Employee vs. Technology: Does Tech Really Help Our Productivity?
IT knows its fair share of tech pet peeves, especially when it comes to helping coworkers troubleshoot their tech problems. Here’s to all of us who forget how to reset their passwords every quarter and need IT’s help. But it isn’t exactly a picnic for employees either. Through some very unscientific research (i.e. we talked to all the employed people in our lives), we’ve uncovered some of the most convenience-killing, productivity-busting challenges that employees are up against today (we’re looking at you, Becky). Feel their pain to find solutions that make life better — for both IT and mere mortals.
- Too many passwords on the brain. There’s security, and there’s convenience. The two don’t always converge in the land of password management. Whether it’s remembering how to access the plethora of systems required to do their job or changing their system password by the deadline before they get locked out of their computer, password management is a problem for employees. You’re supposed to create ironclad passwords, remember them because you can’t write them down, avoid repeating passwords for multiple logins, and make up for lost productivity when you go through the, “forgot password” process. Here’s one employee’s password suggestion: !#Eye@$GIVE%^up_.
- Communication channels galore. Communication is a good thing – no, a great thing. But having too many communication channels without standardization or processes around how to use them leads to communication breakdowns. Employees are left wondering, “Do I post this on Slack, Basecamp, or Asana?” “Do I email directly or cc all?” “Do I submit a ticket for this?” “Do I do all of the above?” If doing the actual work is half the battle, figuring out how to communicate it out is easily the other half.
- So many print jobs, so little time. It always happens. We need to print out something before our 3:00 meeting, but the printer queue is filled with unclaimed documents. You spend the 20 minutes you had allotted preparing for your meeting cleaning out the queue. Now, now it’s my turn – but alas, no more paper. Have no fear – there’s paper in the cabinet. Paper jam!! I give up. Save a tree, stop using printers, you think.
- Dealing with the reality of remote working. Remote collaboration has changed the face of business, and employees appreciate the flexibility it offers. But it’s certainly not without its tech challenges. There are almost always issues with dial-ins, which are mostly user error (“We’re still waiting for everyone to join.”), audio quality (“Do you hear that echo?”), and people talking over each other (“I missed that. Will you repeat?”). But because remote collaboration is closing the distance gap and opening opportunities for businesses and employees, we brush these annoyances aside as a cost of doing business remotely, but the friction can still result in loss of productivity (even when the tech is perfect, remote meetings never seem to start on time)
- Where, oh where has my work file gone?

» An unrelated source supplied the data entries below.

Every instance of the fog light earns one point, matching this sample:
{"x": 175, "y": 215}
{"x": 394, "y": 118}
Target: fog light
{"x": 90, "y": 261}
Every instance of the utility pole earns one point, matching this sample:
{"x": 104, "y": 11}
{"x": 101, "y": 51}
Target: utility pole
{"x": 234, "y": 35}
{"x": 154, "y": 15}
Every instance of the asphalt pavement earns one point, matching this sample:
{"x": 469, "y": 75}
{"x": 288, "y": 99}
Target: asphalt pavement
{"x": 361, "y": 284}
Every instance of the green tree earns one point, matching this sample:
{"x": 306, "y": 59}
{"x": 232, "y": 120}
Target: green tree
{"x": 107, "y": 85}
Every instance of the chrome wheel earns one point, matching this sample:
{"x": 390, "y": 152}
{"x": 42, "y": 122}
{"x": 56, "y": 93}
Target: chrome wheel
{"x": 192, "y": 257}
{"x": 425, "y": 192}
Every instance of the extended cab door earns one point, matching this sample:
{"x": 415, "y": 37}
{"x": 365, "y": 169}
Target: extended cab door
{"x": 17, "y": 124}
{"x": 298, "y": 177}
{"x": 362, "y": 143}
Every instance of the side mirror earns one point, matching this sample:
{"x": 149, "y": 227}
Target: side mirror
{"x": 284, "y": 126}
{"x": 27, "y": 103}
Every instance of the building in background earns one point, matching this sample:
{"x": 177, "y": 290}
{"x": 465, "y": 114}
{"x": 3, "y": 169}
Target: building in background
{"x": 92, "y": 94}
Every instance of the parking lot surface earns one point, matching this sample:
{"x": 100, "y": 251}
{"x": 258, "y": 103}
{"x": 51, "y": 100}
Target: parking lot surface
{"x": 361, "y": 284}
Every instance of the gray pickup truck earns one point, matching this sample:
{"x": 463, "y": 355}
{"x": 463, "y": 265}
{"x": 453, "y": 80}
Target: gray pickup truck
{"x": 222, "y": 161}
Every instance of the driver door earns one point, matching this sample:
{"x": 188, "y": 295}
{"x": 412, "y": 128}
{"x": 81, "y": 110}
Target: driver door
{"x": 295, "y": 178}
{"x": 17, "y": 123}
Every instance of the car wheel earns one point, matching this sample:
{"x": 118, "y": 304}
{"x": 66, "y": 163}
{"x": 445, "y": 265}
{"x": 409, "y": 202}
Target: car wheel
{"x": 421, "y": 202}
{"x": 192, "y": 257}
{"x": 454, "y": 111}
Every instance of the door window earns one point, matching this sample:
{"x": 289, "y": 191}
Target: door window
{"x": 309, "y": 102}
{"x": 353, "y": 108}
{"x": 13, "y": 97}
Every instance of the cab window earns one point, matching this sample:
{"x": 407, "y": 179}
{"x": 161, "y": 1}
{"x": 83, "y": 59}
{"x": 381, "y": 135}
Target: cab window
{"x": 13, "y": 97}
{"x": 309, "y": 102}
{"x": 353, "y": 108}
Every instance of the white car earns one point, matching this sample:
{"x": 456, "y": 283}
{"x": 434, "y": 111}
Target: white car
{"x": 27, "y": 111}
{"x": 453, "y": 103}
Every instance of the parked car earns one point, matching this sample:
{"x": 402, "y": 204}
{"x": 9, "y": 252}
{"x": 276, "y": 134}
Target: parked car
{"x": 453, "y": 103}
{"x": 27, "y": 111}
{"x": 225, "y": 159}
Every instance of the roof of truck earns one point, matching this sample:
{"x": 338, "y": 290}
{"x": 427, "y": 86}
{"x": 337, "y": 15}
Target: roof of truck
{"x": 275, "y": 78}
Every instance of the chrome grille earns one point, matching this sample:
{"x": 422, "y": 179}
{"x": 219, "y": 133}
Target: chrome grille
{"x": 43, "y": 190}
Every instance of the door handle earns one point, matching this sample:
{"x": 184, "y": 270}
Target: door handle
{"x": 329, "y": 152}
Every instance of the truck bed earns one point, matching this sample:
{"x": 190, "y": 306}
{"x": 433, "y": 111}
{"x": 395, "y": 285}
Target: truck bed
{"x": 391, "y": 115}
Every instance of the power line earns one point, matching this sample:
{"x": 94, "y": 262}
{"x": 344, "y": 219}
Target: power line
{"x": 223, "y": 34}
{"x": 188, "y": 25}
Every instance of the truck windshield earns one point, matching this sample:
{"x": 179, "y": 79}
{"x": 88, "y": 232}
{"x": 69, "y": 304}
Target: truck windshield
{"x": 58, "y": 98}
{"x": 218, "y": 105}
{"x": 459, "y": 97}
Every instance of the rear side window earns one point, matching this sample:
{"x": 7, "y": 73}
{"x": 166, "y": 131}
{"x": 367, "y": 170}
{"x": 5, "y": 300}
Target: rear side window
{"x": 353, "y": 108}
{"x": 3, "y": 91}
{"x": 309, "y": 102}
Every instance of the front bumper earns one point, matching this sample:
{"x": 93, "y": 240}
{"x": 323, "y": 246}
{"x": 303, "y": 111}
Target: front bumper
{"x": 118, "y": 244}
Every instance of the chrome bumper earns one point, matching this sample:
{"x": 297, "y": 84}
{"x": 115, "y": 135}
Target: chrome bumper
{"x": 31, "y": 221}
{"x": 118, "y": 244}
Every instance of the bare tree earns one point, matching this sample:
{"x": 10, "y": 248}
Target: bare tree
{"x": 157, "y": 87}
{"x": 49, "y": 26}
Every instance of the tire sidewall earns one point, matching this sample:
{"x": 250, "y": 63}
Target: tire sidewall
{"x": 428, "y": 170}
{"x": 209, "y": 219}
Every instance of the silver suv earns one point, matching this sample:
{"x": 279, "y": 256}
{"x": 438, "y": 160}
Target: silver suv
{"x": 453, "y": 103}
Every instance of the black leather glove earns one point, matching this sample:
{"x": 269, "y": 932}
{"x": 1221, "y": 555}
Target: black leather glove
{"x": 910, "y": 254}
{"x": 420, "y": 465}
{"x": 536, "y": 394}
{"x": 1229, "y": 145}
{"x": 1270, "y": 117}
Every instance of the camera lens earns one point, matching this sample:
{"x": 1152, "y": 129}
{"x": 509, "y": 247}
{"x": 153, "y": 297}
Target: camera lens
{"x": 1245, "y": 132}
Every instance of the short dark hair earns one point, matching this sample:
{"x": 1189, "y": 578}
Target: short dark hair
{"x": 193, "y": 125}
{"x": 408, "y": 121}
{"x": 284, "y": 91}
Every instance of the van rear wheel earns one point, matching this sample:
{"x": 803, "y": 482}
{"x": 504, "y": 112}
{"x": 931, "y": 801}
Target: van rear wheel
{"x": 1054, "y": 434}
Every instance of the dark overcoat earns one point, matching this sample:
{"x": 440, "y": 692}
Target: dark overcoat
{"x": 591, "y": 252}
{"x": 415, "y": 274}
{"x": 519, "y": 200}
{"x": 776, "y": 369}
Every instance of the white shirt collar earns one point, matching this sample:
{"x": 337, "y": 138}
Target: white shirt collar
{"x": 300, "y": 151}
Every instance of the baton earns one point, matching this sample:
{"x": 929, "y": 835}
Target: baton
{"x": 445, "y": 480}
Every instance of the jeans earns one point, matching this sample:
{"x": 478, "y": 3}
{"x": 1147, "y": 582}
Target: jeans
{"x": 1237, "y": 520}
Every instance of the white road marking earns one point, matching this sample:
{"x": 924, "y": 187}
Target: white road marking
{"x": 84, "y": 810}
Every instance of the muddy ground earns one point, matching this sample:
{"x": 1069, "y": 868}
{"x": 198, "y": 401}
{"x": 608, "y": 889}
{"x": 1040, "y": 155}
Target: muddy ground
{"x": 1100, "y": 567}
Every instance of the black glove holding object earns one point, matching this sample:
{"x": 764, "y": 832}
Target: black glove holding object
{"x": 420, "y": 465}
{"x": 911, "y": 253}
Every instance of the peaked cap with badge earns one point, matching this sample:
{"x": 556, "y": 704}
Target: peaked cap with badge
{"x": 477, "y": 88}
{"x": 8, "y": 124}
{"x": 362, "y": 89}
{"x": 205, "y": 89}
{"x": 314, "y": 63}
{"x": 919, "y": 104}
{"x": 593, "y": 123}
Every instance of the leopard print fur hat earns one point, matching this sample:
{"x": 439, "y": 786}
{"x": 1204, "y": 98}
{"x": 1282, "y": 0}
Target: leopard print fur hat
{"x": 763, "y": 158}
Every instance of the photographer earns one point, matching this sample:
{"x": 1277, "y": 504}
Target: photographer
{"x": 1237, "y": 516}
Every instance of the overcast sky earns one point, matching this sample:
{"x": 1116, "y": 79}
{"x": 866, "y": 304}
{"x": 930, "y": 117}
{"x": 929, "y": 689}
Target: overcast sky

Accessing documents from various devices and locations is a hassle, plain and simple. You must be on the VPN to access files on the server. You must have permission to view files on SharePoint, and if you don’t have permission you need to bug the person who owns the document to give it to you. Maybe you get locked out of a file sharing system because you’re away from your mobile that acts as a multi-factor device. Or, a file migration has rendered all existing file links invalid. Unfortunately, the list goes on, and animosity for the file system builds in the hearts of employees, forcing them to look for other methods that may not be “sanctioned” by IT.
- Size does matter, when it comes to emails anyway. An employee spends a lot of time on creating a presentation file and sends it on its merry way, only to find out that the file size exceeds acceptable sharing limits. What are those limits anyway? The truth is no one really knows until they get that bounce-back message. Now the employee has to figure out a way to shrink the file or send it out via another channel that is likely unsanctioned.
- Mac vs. PC: Dawn of Justice. It’s like Batman v Superman. You’re on one side or the other. Unfortunately, this is how a lot of tech solutions are created. Some things work great on a PC but falter on a Mac. Some things are more user-friendly on a Mac but more feature-rich on a PC. Why can’t we all just get along?
So that’s what’s currently bugging corporate Earth. The good news is that there are emerging technologies that can solve many of these annoyances and balance the needs of IT and employees. What does your company need to implement to create great experiences all around?